I will take exception to your second part, and say that where Fox does do better is the airtime given to other views. All manner of lefties are given serious airtime on FoxNews, both on the opinion and journalism shows. You see fewer conservatives on MSM, and they are always labeled as such. Every one of Brit Hume's broadcasts ends with the "all star panel" which will include either Juan Williams or Maura Liasson from NPR, or Cici Connelly from WaPo (sp? on all names).

The idea of a forceful conservative challenging Dan Rather or Peter Jennings at the end of the show is too incredible to imagine, yet it happens every night on Fox.

Lastly, I think Hinderocker is right that there is such a paucity of Conservative voices at CBS, bias is never challenged. There are several liberal voices at Fox, and I think this prevents the myopia that facilitated RaTHergate.

Posted by: jk at January 12, 2005 09:18 AM

No teeth gnashing here over your reply, but a quibble none the less. Much of the serious airtime given to liberals on Fox is the pairing of forceful hard conservative with a soft spoken moderate liberal, a class to which I would put both Liasson and Williams. The Hannity and Colmes show is the epitome of this.

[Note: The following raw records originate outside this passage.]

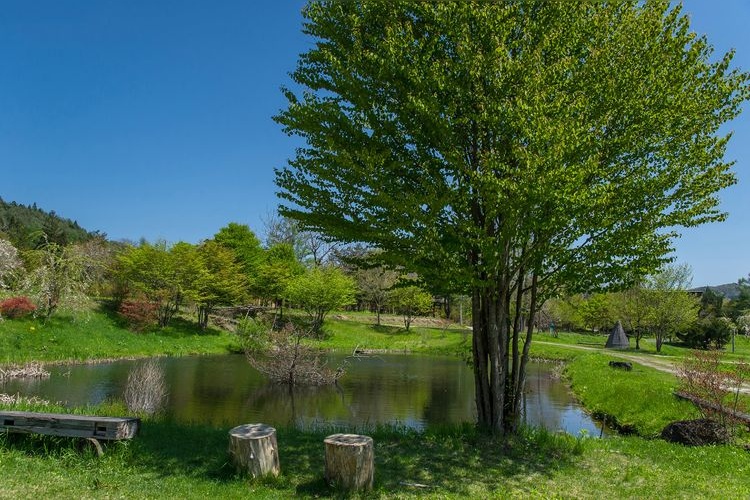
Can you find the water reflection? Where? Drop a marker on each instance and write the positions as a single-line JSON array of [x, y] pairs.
[[414, 391]]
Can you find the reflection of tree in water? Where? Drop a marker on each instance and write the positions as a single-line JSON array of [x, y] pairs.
[[547, 402], [448, 402], [298, 406]]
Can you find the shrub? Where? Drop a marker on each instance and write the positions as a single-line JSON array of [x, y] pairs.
[[16, 307], [285, 359], [146, 390], [709, 333], [139, 314], [713, 387]]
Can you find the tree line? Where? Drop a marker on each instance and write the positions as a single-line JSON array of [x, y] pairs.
[[660, 306], [149, 283]]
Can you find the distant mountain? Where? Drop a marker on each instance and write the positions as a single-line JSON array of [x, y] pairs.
[[26, 225], [728, 290]]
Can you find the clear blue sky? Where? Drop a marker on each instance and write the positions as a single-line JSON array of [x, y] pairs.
[[153, 118]]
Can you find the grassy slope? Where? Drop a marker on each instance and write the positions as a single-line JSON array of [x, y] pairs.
[[167, 460], [100, 336]]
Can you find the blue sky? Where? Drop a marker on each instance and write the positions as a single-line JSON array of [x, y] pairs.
[[153, 118]]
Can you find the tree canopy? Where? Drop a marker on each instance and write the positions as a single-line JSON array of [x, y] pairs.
[[527, 146]]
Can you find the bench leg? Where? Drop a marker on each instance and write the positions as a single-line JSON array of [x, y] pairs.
[[97, 446]]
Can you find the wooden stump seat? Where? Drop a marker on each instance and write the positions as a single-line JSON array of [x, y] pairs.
[[349, 462], [253, 449]]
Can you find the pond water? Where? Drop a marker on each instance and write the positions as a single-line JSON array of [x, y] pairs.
[[408, 390]]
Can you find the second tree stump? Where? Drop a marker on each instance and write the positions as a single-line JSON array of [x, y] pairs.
[[350, 461], [253, 449]]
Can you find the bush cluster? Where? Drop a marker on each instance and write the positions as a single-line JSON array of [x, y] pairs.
[[16, 307], [138, 314]]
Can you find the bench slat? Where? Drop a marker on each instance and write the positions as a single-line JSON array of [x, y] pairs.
[[60, 424]]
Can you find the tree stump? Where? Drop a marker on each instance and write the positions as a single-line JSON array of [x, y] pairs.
[[349, 461], [253, 448]]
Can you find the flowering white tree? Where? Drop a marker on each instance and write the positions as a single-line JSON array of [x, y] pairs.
[[10, 264], [59, 280]]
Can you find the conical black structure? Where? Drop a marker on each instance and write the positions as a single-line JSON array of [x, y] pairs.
[[617, 339]]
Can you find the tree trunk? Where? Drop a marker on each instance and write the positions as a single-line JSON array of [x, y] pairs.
[[490, 355], [349, 462], [253, 448]]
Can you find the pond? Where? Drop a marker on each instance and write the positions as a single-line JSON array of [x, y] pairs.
[[406, 390]]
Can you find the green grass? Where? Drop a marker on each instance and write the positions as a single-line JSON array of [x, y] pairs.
[[348, 334], [639, 401], [99, 335], [168, 460]]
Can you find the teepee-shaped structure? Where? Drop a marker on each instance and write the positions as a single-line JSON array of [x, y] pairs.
[[617, 339]]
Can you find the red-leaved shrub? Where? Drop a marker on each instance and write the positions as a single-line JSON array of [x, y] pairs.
[[15, 307], [139, 314]]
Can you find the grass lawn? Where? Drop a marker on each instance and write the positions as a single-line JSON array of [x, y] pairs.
[[348, 334], [177, 461], [169, 460], [100, 336]]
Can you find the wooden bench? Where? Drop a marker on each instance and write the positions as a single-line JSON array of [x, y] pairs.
[[92, 428]]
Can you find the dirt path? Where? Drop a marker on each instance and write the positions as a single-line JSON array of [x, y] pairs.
[[663, 364]]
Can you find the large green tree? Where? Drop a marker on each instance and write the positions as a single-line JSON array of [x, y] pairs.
[[529, 146], [320, 290], [223, 284], [245, 245]]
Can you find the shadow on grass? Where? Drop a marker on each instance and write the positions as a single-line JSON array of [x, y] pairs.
[[450, 461], [456, 460]]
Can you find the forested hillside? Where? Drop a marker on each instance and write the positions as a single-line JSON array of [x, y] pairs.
[[25, 226]]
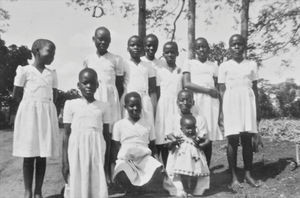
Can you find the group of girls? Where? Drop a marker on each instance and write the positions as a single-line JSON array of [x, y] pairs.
[[140, 122]]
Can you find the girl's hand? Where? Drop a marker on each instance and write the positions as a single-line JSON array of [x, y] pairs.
[[213, 93], [66, 171]]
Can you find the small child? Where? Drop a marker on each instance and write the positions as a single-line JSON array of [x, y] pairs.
[[200, 76], [238, 86], [133, 140], [169, 84], [109, 68], [187, 165], [86, 123], [140, 77]]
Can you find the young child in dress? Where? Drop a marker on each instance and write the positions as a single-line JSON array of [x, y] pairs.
[[36, 124], [238, 86], [140, 77], [187, 165], [133, 140], [169, 84], [109, 68], [86, 123], [150, 48], [200, 76]]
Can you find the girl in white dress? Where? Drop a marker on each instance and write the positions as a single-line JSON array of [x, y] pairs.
[[36, 124], [200, 76], [187, 165], [238, 86], [169, 84], [133, 140], [109, 68], [86, 123], [140, 77]]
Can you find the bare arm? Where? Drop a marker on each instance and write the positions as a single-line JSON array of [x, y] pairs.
[[196, 88], [120, 85], [17, 93], [65, 160]]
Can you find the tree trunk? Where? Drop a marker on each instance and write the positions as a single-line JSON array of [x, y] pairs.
[[244, 21], [142, 19], [191, 28]]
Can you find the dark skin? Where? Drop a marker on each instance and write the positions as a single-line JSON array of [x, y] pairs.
[[134, 108], [102, 40], [88, 84], [134, 47], [202, 51], [237, 48], [43, 56]]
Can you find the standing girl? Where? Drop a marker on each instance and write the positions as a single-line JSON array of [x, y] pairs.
[[36, 124], [238, 85], [200, 76], [86, 123], [169, 84]]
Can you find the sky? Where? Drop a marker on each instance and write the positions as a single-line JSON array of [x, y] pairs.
[[71, 29]]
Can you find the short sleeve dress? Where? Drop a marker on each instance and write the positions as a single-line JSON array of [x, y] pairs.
[[239, 105], [36, 131], [87, 146], [107, 66], [203, 74]]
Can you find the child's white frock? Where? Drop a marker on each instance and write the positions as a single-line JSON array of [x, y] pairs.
[[239, 106], [86, 149], [170, 84], [36, 125], [187, 159], [202, 74], [107, 66]]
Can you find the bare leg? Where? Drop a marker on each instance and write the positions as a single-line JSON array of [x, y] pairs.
[[28, 166], [232, 146], [246, 141]]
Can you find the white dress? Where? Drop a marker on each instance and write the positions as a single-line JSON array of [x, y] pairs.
[[36, 125], [187, 159], [107, 66], [170, 84], [136, 79], [86, 149], [239, 106], [202, 74], [134, 157]]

Posted by: Silence Dogood at January 12, 2005 02:52 PM

I can't defend "Hannity & Colmes" but Juan Williams is a forceful voice, almost always orthogonal to Brit Hume's or Fred Barnes's. Maura and Cici are a little more soft spoken, but they provide a quieter, intellectual voice along the lines of Bill Kristol's.

And, we are comparing the voice of Williams or Liasson or Connelly to whom? There is NO voice on Dan Rather's, Peter Jennings's or Tom Brokaw's broadcasts. My buddy John Stossel somehow climbed the ladder at ABC (kudos to ABC) but a conservative voice on the nightly news broadcasts would be a huge step up for the MSM.